Cela dit, cela dit, j’ai été frappé il y a quelques années quand j’ai raconté dans un petit billet – c’était au tout début de mon blog, donc on devait se situer, voilà, dans les années 2007/2008 [De la prière, le 7 juillet 2007] – j’ai raconté qu’un soir, une soirée il y a longtemps, une soirée de difficultés à l’époque où je n’avais vraiment plus un radis et j’avais quatre enfants à charge et que je m’étais surpris en train de fixer un coin de plafond, et au bout d’un moment, je me dis : « Qu’est-ce que c’est que cette histoire ? Pourquoi tu es là, comme ça, à regarder un coin de plafond en pensant à tes soucis ? ». Et l’explication m’était venue, c’est parce que ce coin de plafond, c’est trois en un : ce sont trois arêtes qui se rejoignent en un sommet et j’ai compris – je suis un peu psychanalyste sur les bords et je fais un peu d’auto-analyse – que c’était une représentation graphique – que je pouvais voir de mes yeux voir – de cette image de la Sainte Trinité qui se trouve dans notre religion.

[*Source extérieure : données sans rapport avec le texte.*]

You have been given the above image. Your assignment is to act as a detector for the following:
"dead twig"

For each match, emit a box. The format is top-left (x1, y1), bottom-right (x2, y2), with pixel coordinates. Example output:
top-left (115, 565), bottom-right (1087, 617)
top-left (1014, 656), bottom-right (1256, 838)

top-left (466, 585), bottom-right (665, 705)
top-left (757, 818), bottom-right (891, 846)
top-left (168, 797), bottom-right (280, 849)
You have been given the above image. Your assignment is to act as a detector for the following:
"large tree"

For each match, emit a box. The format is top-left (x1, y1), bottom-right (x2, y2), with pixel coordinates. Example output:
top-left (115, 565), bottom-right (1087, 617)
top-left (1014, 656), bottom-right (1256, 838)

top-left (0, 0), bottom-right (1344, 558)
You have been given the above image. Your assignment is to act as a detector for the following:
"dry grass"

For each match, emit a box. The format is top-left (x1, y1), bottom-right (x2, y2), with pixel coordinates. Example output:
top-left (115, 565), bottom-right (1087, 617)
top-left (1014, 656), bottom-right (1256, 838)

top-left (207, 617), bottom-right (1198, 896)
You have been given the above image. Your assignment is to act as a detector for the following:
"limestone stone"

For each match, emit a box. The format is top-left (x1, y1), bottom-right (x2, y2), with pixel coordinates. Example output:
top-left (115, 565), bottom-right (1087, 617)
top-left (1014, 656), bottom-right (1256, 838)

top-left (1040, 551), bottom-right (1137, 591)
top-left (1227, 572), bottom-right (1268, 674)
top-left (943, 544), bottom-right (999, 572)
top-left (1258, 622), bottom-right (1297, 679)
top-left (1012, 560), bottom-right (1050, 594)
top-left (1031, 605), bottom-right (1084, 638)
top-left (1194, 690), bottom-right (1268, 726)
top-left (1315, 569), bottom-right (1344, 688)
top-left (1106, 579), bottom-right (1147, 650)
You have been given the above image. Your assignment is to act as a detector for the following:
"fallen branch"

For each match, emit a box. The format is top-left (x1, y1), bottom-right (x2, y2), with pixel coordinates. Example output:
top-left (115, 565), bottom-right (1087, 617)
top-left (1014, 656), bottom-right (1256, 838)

J’avais raconté ça sur mon blog et j’avais eu la chance mais la surprise aussi de recevoir un message d’un théologien qui me disait : « C’est formidable ! Vous avez trouvé Dieu comme ça, dans le coin de votre pièce. Et dans un moment de grande difficulté pour vous, vous avez fait la chose qu’il fallait : vous vous êtes tourné vers Dieu et vous avez prié à votre manière ». Bon, alors j’ai remercié ce théologien. Il m’avait ajouté comme une sorte de post-scriptum dans son message que si – j’ai raconté ça en plein milieu de la crise des subprimes et si l’attention était un peu tournée vers ce que je disais, c’est parce que, bon, j’avais prévu ce truc-là – il m’avait dit : « Si la crise des subprimes n’avait servi qu’à ça, qu’à ce que vous trouviez cette image, ce serait déjà pas mal ». Je lui ai répondu que j’avais le nez sur ce qu’il se passait en ce moment, qu’il y avait énormément de souffrance humaine et que si Dieu avait considéré qu’il fallait vraiment créer tant de souffrance humaine juste pour que moi je découvre Dieu dans un coin de mon plafond, que c’était beaucoup demander ».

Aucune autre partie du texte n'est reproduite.